The history of the Club goes back to 1904 when the Derby Automobile Club was first registered with the Automobile Club of Great Britain thus embarking on the promotion of Motor Sport through the decades, including running Donington Park prior to the Second World War. They continued after the War having changed their name to The Derby and District Motor Club until the 3rd April 1949 when they requested to amalgamate with a local Motorcycle Club.

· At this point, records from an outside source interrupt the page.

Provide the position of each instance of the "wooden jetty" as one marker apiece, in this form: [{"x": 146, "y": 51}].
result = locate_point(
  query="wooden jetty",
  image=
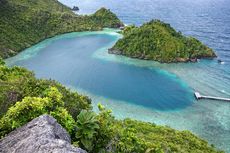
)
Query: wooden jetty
[{"x": 199, "y": 96}]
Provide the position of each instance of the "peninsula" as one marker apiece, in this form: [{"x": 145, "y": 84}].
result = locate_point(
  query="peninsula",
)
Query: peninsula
[
  {"x": 25, "y": 23},
  {"x": 69, "y": 118},
  {"x": 158, "y": 41}
]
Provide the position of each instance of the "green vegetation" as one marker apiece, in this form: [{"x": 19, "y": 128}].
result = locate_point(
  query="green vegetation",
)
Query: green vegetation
[
  {"x": 17, "y": 83},
  {"x": 25, "y": 22},
  {"x": 158, "y": 41},
  {"x": 23, "y": 98}
]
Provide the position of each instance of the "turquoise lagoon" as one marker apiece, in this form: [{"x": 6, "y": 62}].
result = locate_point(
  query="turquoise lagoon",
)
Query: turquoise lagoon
[{"x": 143, "y": 90}]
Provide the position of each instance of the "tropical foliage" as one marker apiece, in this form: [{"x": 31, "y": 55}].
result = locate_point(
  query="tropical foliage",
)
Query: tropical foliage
[
  {"x": 32, "y": 107},
  {"x": 23, "y": 98},
  {"x": 25, "y": 22},
  {"x": 158, "y": 41},
  {"x": 17, "y": 83}
]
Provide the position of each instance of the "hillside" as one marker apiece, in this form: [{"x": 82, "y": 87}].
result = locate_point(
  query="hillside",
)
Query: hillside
[
  {"x": 23, "y": 98},
  {"x": 25, "y": 22},
  {"x": 158, "y": 41}
]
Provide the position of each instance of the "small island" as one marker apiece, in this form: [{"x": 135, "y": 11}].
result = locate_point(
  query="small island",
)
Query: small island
[{"x": 158, "y": 41}]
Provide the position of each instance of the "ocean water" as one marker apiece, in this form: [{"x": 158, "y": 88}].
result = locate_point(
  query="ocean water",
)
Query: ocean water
[{"x": 145, "y": 90}]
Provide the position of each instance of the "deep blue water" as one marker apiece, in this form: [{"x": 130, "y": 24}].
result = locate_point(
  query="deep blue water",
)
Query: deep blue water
[
  {"x": 147, "y": 90},
  {"x": 70, "y": 61}
]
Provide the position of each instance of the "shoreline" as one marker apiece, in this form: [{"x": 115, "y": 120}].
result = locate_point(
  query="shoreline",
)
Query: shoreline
[{"x": 178, "y": 60}]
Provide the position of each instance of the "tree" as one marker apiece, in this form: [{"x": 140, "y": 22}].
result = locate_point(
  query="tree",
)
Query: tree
[{"x": 87, "y": 125}]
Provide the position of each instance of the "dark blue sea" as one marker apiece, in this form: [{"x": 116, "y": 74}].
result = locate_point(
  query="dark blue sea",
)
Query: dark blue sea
[{"x": 145, "y": 90}]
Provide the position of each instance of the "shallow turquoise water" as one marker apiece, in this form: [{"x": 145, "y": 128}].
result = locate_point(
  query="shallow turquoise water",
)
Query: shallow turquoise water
[
  {"x": 208, "y": 20},
  {"x": 143, "y": 90},
  {"x": 70, "y": 60}
]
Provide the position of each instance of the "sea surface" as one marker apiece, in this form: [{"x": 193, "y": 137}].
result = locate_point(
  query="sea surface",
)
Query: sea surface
[{"x": 145, "y": 90}]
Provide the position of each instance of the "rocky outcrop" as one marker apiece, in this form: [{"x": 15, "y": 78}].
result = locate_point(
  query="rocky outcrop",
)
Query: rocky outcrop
[{"x": 41, "y": 135}]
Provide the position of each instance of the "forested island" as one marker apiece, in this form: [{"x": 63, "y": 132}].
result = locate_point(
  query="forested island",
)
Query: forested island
[
  {"x": 23, "y": 97},
  {"x": 24, "y": 23},
  {"x": 158, "y": 41}
]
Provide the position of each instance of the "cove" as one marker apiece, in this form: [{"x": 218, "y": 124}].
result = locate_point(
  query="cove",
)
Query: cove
[{"x": 69, "y": 59}]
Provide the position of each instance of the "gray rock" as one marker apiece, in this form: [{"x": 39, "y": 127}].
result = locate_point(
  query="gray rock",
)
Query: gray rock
[{"x": 41, "y": 135}]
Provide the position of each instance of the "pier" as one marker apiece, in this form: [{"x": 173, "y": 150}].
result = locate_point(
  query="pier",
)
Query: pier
[{"x": 199, "y": 96}]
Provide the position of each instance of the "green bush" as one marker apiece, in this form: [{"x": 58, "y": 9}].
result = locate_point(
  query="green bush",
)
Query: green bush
[
  {"x": 17, "y": 83},
  {"x": 32, "y": 107}
]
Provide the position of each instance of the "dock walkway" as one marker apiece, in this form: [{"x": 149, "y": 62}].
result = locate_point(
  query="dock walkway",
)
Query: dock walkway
[{"x": 199, "y": 96}]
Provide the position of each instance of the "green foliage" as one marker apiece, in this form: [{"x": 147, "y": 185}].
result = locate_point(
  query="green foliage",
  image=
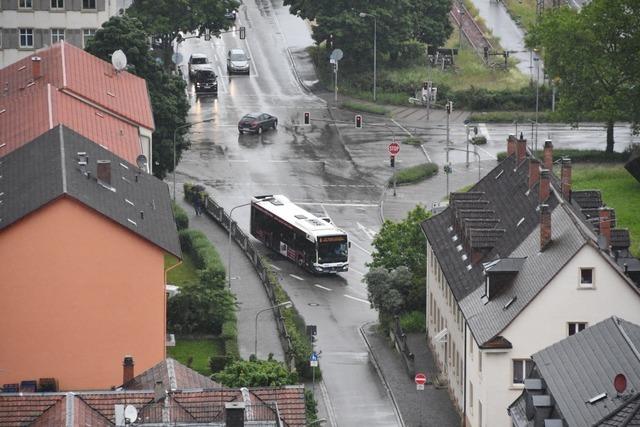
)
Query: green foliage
[
  {"x": 415, "y": 173},
  {"x": 593, "y": 56},
  {"x": 167, "y": 92},
  {"x": 259, "y": 373},
  {"x": 413, "y": 321}
]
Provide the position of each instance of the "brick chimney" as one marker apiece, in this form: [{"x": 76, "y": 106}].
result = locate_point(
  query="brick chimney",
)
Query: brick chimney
[
  {"x": 545, "y": 184},
  {"x": 545, "y": 226},
  {"x": 565, "y": 179},
  {"x": 605, "y": 224},
  {"x": 511, "y": 145},
  {"x": 127, "y": 369},
  {"x": 36, "y": 69},
  {"x": 547, "y": 155},
  {"x": 534, "y": 172},
  {"x": 104, "y": 171}
]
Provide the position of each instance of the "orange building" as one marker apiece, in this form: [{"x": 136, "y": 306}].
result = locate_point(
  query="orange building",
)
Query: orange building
[{"x": 83, "y": 235}]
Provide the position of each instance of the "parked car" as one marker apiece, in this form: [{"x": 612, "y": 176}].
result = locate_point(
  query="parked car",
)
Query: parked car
[
  {"x": 198, "y": 61},
  {"x": 257, "y": 122},
  {"x": 237, "y": 61},
  {"x": 205, "y": 80}
]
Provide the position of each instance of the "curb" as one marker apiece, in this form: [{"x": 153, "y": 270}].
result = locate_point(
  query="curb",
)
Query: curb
[{"x": 382, "y": 378}]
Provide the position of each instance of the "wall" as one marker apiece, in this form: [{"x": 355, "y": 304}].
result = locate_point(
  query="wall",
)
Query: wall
[{"x": 79, "y": 293}]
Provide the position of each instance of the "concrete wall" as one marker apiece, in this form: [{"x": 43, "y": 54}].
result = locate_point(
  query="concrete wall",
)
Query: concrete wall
[{"x": 78, "y": 293}]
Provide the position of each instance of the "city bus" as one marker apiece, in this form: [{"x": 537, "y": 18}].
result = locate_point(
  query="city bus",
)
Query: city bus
[{"x": 314, "y": 244}]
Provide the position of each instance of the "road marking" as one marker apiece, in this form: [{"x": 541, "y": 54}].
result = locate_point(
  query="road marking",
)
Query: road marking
[{"x": 358, "y": 299}]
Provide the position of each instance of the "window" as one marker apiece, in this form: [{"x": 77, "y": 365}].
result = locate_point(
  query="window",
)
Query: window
[
  {"x": 521, "y": 370},
  {"x": 57, "y": 35},
  {"x": 26, "y": 37},
  {"x": 575, "y": 327},
  {"x": 586, "y": 277},
  {"x": 86, "y": 36}
]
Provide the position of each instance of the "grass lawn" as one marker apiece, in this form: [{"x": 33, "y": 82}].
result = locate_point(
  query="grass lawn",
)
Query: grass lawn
[
  {"x": 199, "y": 349},
  {"x": 620, "y": 191},
  {"x": 184, "y": 273}
]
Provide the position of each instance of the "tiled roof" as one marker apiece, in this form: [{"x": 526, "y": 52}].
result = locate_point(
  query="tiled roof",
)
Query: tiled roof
[
  {"x": 77, "y": 72},
  {"x": 48, "y": 107},
  {"x": 173, "y": 375},
  {"x": 48, "y": 168},
  {"x": 584, "y": 365}
]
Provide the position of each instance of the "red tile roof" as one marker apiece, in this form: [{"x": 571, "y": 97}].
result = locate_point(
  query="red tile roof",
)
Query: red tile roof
[
  {"x": 46, "y": 107},
  {"x": 77, "y": 72}
]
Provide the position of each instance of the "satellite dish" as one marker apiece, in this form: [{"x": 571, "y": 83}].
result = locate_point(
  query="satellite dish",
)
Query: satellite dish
[
  {"x": 141, "y": 161},
  {"x": 130, "y": 413},
  {"x": 119, "y": 60}
]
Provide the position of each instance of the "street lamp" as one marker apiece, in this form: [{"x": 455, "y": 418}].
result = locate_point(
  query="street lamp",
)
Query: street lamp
[
  {"x": 375, "y": 52},
  {"x": 286, "y": 304},
  {"x": 174, "y": 149}
]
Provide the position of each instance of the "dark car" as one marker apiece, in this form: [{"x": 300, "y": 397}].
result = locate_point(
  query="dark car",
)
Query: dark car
[
  {"x": 257, "y": 122},
  {"x": 205, "y": 80}
]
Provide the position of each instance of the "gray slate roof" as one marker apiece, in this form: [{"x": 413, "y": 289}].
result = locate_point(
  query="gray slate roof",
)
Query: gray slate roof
[
  {"x": 584, "y": 365},
  {"x": 47, "y": 168}
]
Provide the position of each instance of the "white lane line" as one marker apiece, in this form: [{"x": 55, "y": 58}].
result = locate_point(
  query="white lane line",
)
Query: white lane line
[{"x": 358, "y": 299}]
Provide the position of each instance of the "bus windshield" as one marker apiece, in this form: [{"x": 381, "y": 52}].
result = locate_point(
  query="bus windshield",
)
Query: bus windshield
[{"x": 332, "y": 249}]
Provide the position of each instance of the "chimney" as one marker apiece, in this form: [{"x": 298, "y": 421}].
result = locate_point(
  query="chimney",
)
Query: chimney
[
  {"x": 36, "y": 63},
  {"x": 534, "y": 172},
  {"x": 104, "y": 171},
  {"x": 565, "y": 179},
  {"x": 127, "y": 369},
  {"x": 511, "y": 145},
  {"x": 547, "y": 156},
  {"x": 521, "y": 149},
  {"x": 545, "y": 183},
  {"x": 605, "y": 224},
  {"x": 545, "y": 226}
]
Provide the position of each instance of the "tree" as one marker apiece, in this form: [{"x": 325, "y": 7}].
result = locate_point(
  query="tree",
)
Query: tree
[
  {"x": 167, "y": 92},
  {"x": 594, "y": 54},
  {"x": 255, "y": 373}
]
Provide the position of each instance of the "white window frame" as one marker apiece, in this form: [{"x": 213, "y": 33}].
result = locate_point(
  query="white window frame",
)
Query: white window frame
[
  {"x": 27, "y": 36},
  {"x": 57, "y": 32},
  {"x": 585, "y": 285}
]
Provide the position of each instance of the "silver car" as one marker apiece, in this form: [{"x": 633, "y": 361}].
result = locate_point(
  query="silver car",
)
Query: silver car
[{"x": 237, "y": 61}]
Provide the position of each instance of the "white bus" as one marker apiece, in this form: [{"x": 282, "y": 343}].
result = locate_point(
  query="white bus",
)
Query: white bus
[{"x": 314, "y": 244}]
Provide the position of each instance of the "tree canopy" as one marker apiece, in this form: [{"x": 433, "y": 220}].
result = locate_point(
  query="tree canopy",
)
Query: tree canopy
[
  {"x": 166, "y": 91},
  {"x": 593, "y": 55}
]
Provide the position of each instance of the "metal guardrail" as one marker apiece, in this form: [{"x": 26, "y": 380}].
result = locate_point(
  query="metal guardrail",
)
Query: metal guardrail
[{"x": 217, "y": 212}]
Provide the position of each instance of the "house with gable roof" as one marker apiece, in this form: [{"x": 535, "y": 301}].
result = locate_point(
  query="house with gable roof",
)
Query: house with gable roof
[
  {"x": 86, "y": 233},
  {"x": 514, "y": 265}
]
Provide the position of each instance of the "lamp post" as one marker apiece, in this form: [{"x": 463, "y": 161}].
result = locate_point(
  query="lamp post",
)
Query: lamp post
[
  {"x": 229, "y": 245},
  {"x": 375, "y": 51},
  {"x": 282, "y": 304},
  {"x": 174, "y": 149}
]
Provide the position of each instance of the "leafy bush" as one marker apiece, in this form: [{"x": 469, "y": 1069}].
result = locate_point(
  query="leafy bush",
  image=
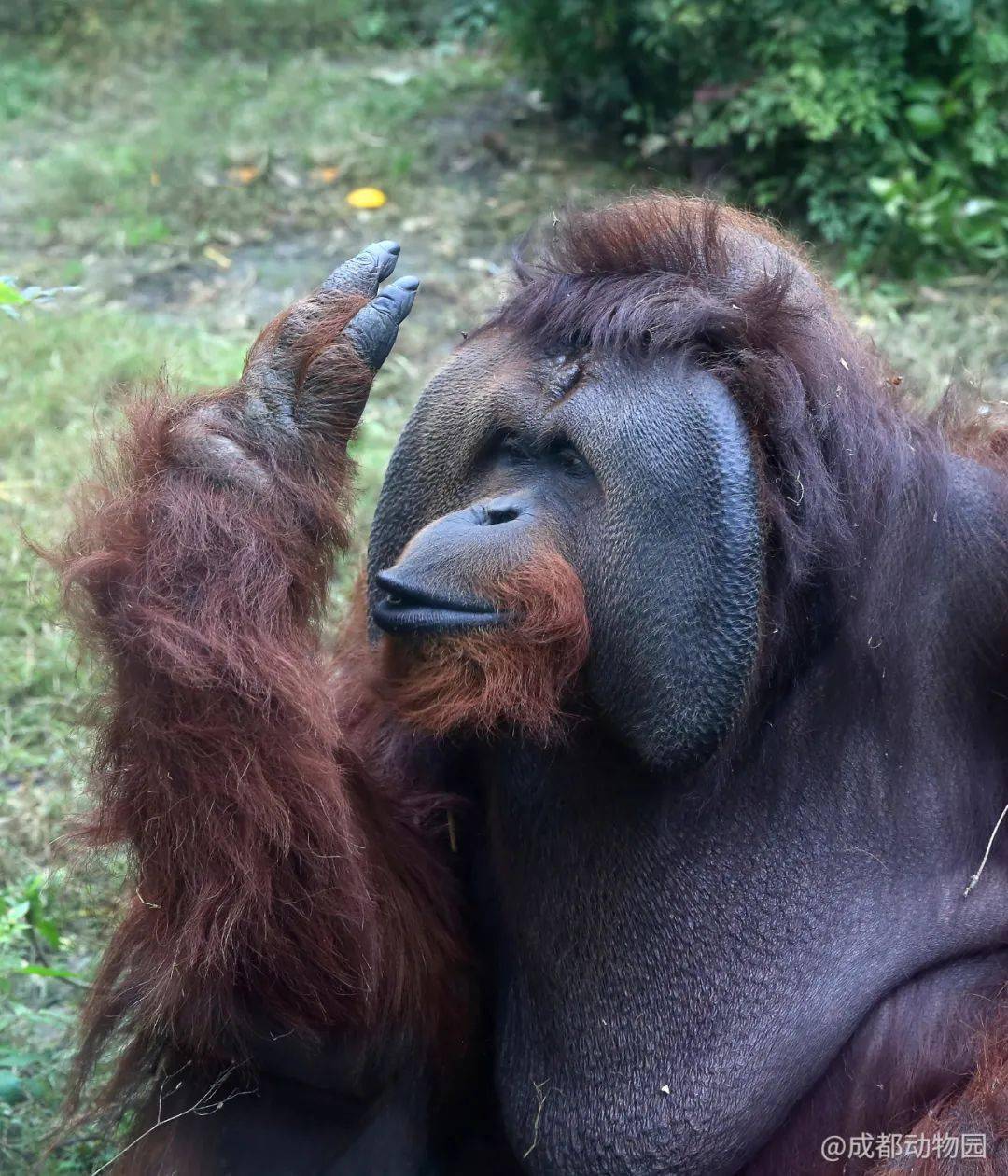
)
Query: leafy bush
[{"x": 882, "y": 123}]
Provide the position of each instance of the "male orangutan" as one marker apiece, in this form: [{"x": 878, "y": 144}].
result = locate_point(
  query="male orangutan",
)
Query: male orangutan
[{"x": 686, "y": 636}]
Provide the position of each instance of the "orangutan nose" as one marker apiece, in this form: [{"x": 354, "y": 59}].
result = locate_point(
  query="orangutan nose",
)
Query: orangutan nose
[{"x": 438, "y": 583}]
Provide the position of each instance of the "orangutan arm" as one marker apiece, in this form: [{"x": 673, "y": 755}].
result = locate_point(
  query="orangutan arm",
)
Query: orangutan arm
[{"x": 275, "y": 880}]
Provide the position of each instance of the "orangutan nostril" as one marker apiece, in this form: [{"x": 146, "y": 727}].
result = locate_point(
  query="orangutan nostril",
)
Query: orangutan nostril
[{"x": 494, "y": 515}]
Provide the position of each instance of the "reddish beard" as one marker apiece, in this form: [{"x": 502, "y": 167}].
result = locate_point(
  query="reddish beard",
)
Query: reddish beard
[{"x": 514, "y": 675}]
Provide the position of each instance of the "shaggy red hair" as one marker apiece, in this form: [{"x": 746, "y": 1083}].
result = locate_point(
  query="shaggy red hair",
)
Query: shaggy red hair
[{"x": 284, "y": 872}]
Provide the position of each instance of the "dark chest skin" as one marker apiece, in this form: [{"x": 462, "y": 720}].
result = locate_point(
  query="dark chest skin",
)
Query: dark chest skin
[{"x": 680, "y": 962}]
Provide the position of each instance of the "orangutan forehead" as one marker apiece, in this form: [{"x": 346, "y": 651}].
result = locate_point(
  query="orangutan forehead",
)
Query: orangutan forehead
[{"x": 658, "y": 273}]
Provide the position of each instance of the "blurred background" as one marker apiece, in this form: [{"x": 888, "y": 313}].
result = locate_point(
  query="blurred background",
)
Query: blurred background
[{"x": 175, "y": 173}]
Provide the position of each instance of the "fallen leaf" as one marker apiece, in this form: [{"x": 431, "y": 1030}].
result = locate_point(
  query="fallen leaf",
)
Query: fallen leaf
[
  {"x": 366, "y": 198},
  {"x": 217, "y": 257},
  {"x": 244, "y": 175},
  {"x": 393, "y": 77}
]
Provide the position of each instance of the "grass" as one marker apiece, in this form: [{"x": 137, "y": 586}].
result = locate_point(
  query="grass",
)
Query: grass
[{"x": 119, "y": 180}]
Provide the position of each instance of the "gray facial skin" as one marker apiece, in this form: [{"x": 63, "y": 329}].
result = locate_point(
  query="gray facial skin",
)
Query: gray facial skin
[{"x": 685, "y": 944}]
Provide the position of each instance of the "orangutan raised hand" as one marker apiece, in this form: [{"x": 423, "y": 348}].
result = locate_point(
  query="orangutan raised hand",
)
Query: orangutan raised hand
[{"x": 306, "y": 379}]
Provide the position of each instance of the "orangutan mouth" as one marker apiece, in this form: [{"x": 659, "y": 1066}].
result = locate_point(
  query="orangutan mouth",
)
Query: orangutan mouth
[{"x": 408, "y": 609}]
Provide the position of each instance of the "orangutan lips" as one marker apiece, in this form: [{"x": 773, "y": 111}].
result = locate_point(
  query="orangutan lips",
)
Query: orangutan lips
[{"x": 515, "y": 674}]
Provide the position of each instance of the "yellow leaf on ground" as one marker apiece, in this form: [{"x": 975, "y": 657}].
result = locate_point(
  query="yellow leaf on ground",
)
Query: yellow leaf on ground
[
  {"x": 244, "y": 175},
  {"x": 366, "y": 198},
  {"x": 217, "y": 257}
]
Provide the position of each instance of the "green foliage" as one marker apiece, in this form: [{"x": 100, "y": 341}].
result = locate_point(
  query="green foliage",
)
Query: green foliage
[{"x": 882, "y": 123}]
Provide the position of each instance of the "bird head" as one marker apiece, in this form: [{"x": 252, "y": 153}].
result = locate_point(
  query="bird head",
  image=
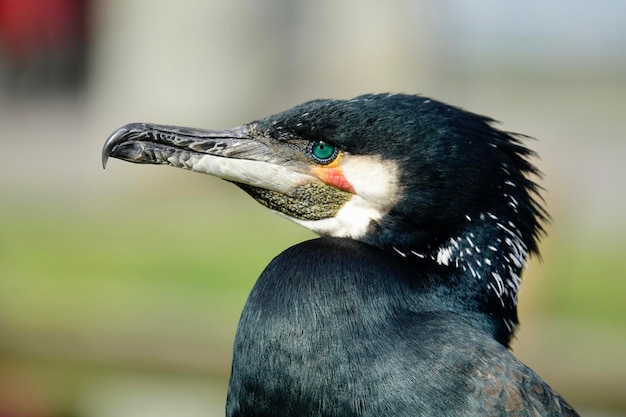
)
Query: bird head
[{"x": 394, "y": 171}]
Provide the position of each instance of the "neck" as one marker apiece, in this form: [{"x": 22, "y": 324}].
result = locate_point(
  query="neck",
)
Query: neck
[{"x": 482, "y": 266}]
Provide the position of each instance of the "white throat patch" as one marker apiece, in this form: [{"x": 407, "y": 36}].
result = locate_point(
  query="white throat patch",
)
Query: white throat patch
[{"x": 376, "y": 186}]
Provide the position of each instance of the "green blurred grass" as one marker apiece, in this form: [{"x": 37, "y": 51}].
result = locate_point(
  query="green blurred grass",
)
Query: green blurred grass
[{"x": 144, "y": 282}]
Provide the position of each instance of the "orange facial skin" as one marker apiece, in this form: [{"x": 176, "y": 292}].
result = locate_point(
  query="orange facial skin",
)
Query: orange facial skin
[{"x": 332, "y": 175}]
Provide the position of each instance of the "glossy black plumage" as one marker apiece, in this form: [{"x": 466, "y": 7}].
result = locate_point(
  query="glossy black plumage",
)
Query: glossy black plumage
[{"x": 413, "y": 315}]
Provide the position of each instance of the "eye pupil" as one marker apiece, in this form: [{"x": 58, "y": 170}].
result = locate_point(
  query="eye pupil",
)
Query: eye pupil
[{"x": 322, "y": 152}]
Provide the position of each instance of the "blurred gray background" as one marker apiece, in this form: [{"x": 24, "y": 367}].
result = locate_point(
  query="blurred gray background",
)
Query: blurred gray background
[{"x": 120, "y": 290}]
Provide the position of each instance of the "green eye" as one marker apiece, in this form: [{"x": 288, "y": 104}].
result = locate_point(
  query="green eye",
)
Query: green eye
[{"x": 323, "y": 153}]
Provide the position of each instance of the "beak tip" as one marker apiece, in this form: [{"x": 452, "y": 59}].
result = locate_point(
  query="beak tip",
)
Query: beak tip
[{"x": 117, "y": 137}]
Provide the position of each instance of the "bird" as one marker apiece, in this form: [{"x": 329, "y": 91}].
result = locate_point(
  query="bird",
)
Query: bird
[{"x": 406, "y": 303}]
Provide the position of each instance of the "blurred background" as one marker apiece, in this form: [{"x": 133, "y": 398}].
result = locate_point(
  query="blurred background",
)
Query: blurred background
[{"x": 120, "y": 290}]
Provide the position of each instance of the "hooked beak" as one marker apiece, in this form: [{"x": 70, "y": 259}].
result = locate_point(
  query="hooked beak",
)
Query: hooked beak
[{"x": 235, "y": 155}]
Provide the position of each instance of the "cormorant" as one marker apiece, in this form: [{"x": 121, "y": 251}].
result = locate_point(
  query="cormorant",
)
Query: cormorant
[{"x": 407, "y": 303}]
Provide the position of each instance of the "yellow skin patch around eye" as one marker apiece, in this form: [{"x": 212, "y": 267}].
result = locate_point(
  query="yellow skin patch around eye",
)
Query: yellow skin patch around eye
[{"x": 332, "y": 174}]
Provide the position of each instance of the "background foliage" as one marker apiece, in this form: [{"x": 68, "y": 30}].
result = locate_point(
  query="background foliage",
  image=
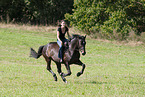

That Motorcycle Club came into being following meetings of a group of motorcyclists during December 1931. On 3rd January 1932 four Officers were elected: Captain, Vice Captain, Secretary and Assistant Secretary. At the meeting on the 15th, the Captain requested all Members to be Courteous to all other road users!! By the 24th a List of Club Rules were discussed and a President Proposed. Formally on the 29th January 1932 a meeting named the club, “Pathfinders’ Motor-Cycle Club” and Listed the Rules.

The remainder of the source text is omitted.